Answer :
Answer:
- $249.72 more each month
- $962.82 less interest
Step-by-step explanation:
You want the difference in payments and in total interest paid if a $4500 credit card balance is paid off in 12 months instead of 36, given its interest rate is 19%.
Monthly payment
The amount of the monthly payment is given by the formula ...
[tex]A=\dfrac{Pr}{12(1-(1+r/12)^{-n})}[/tex]
where P is the principal amount, r is the annual interests rate, and n payments are made.
The payment for the speedier payoff is ...
[tex]A=\dfrac{4500\cdot0.19}{12(1-(1+0.19/12)^{-12})}\approx414.70[/tex]
Increased payment amount
The amount by which the payment increases is ...
$414.70 -164.98 = $249.72
You must pay $249.72 more each month.
Interest expense
The amount you pay in interest is the difference between the total amount you pay and the initial balance:
(12 mo)×($414.705/mo) -4500 = 476.46
And the difference from the interest over 36 months is ...
$1439.28 - 476.46 = $962.82
You will pay about $962.82 less in total interest.
__
Additional comment
Above, and in the calculator computation attached, we have used the monthly payment amount without rounding to cents. It makes a total difference of about $0.06 in the computation of interest.
In reality, the interest is computed and rounded each month, so you can expect the result to differ by a few cents over the series of payments.

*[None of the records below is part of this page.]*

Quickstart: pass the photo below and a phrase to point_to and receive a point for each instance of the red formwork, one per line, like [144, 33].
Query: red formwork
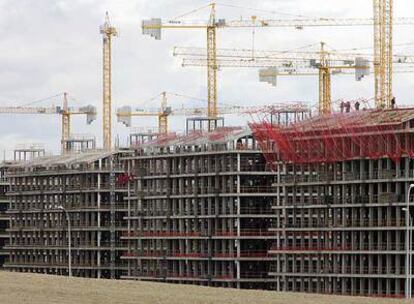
[370, 134]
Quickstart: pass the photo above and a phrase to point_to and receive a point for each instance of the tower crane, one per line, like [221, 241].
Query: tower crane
[154, 26]
[287, 64]
[383, 52]
[125, 113]
[107, 31]
[65, 111]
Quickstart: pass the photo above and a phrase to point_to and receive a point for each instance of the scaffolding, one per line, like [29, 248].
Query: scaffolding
[340, 222]
[85, 185]
[200, 211]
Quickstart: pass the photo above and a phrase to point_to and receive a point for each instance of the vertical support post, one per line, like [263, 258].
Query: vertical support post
[65, 124]
[408, 245]
[69, 240]
[212, 68]
[324, 82]
[112, 199]
[383, 52]
[108, 32]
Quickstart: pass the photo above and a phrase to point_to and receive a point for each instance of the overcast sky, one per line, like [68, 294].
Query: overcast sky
[51, 46]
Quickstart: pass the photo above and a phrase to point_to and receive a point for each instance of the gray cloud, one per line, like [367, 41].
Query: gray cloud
[51, 46]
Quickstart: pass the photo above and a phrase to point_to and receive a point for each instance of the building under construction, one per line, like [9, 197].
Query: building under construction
[4, 219]
[46, 193]
[316, 205]
[340, 217]
[200, 211]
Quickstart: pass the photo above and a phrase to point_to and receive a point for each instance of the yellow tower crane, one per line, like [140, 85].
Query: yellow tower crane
[153, 28]
[281, 63]
[125, 113]
[107, 31]
[65, 111]
[383, 52]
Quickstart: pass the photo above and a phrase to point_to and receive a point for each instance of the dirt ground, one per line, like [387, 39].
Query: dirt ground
[19, 288]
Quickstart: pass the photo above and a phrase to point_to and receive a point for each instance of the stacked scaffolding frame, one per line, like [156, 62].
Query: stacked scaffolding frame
[90, 187]
[340, 218]
[199, 211]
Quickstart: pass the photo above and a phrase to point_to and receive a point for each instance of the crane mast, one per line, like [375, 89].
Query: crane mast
[383, 52]
[325, 103]
[163, 115]
[65, 122]
[212, 66]
[107, 31]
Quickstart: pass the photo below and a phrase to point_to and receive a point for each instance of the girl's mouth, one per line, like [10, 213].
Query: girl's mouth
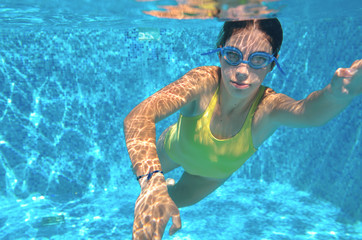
[240, 85]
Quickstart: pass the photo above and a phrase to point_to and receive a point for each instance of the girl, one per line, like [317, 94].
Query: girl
[226, 114]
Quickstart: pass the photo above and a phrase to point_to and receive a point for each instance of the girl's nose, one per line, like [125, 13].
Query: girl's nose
[242, 72]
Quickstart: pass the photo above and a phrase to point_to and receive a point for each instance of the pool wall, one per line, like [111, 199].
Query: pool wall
[65, 92]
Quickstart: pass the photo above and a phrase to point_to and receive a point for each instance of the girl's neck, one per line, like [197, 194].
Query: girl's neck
[230, 105]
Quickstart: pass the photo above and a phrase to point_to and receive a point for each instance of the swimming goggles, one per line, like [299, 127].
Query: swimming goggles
[256, 60]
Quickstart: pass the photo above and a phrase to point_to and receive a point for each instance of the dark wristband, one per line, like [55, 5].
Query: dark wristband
[149, 175]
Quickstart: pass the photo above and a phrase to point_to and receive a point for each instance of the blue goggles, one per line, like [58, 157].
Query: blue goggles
[256, 60]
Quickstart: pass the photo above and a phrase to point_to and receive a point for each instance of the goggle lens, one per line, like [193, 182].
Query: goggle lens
[259, 61]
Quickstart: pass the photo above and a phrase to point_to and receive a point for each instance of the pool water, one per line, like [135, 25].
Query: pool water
[71, 71]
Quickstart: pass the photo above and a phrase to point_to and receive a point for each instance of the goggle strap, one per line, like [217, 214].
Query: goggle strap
[278, 66]
[212, 51]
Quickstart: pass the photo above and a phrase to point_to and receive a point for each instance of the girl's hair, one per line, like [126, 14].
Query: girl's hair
[271, 27]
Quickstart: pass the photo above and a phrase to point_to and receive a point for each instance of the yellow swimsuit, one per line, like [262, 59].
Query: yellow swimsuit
[191, 144]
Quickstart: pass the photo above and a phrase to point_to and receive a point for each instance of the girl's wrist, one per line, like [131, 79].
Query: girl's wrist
[157, 178]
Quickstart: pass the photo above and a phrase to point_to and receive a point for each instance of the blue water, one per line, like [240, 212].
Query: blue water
[71, 71]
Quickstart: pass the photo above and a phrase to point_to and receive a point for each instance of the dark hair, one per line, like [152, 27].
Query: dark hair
[271, 27]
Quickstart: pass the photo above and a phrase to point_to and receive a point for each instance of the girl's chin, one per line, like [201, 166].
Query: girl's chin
[239, 85]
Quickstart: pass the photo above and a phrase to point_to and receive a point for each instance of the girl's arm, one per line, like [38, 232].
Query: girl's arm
[320, 106]
[139, 125]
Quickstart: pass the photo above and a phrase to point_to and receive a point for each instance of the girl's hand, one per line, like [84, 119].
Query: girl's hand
[347, 82]
[154, 207]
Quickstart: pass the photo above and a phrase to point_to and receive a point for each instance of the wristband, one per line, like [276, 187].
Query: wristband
[149, 175]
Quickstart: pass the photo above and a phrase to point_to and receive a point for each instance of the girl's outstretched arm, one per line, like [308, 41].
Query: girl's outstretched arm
[320, 106]
[154, 207]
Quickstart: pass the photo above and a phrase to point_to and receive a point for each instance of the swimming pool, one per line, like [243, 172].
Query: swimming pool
[71, 71]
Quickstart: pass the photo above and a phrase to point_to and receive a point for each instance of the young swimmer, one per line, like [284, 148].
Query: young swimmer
[226, 114]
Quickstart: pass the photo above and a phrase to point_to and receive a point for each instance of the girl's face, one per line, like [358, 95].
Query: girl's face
[243, 79]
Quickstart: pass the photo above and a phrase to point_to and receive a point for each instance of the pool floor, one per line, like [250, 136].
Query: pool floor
[240, 209]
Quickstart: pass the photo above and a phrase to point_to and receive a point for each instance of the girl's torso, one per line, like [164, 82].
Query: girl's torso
[223, 127]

The 12-month payment is rounded down here, so there will be a small final balance after the 12th payment.
The 36-month payment given is a few cents higher than the formula calculates ($164.952), so the interest given in the problem statement is likely high by about a dollar.
When trying to compute loan values accurate to cents, the best approach is one that uses a spreadsheet, computing the rounded interest and balance amounts after each payment.